To Glorious Failures

Now that the season is turning,
how will the green fruit that never
ripened all summer on the vine—

hard, compact, practically snubbed
by the birds— ever make up
for their inability to perform?

Hurrying to meet an appointment,
how did we manage to wait that hot
length of time as an extended family

of geese began to cross the road?
I have daughters who call me almost
every day, to let me know

how they are doing— I had not,
until recently, seen one of them
for nearly 17 years. The other

is in her seventh year in school,
still trying to make it to that
finish line. I’ve watched them

with their struggles; and listen
as they pour out their woes
on the other end

of the telephone line.
Sometimes I hold my head
in my hands, or late at night

stare sleepless at the ceiling,
wondering if I have failed them
somehow.
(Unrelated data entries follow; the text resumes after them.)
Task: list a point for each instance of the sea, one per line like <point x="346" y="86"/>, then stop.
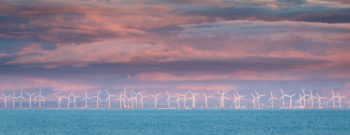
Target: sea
<point x="174" y="122"/>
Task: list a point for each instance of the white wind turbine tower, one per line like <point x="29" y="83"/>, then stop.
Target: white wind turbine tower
<point x="124" y="98"/>
<point x="234" y="100"/>
<point x="290" y="100"/>
<point x="97" y="99"/>
<point x="86" y="98"/>
<point x="222" y="99"/>
<point x="258" y="96"/>
<point x="68" y="100"/>
<point x="206" y="100"/>
<point x="30" y="98"/>
<point x="168" y="99"/>
<point x="13" y="97"/>
<point x="333" y="98"/>
<point x="120" y="99"/>
<point x="339" y="100"/>
<point x="5" y="99"/>
<point x="178" y="100"/>
<point x="185" y="98"/>
<point x="134" y="97"/>
<point x="108" y="99"/>
<point x="253" y="100"/>
<point x="21" y="99"/>
<point x="131" y="99"/>
<point x="311" y="99"/>
<point x="40" y="98"/>
<point x="282" y="98"/>
<point x="319" y="98"/>
<point x="155" y="96"/>
<point x="238" y="99"/>
<point x="300" y="101"/>
<point x="141" y="98"/>
<point x="59" y="100"/>
<point x="74" y="99"/>
<point x="271" y="99"/>
<point x="194" y="100"/>
<point x="304" y="98"/>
I heard someone speak

today about glorious failures—
about a long trail of little mistakes
scratching against the dark surface

before the one singular triumph
bursts forth as if in flame.
Edison once said, I now know

definitely over 9,000 ways
an electric lightbulb will not work
That kind of stamina the courage

required to make a fool of oneself—
not hiking the Himalayas barefoot,
nor skydiving without a parachute—Just

cheering every crossing from one ordinary
day to another, in spite of knowing each
comes to its conclusion without any help.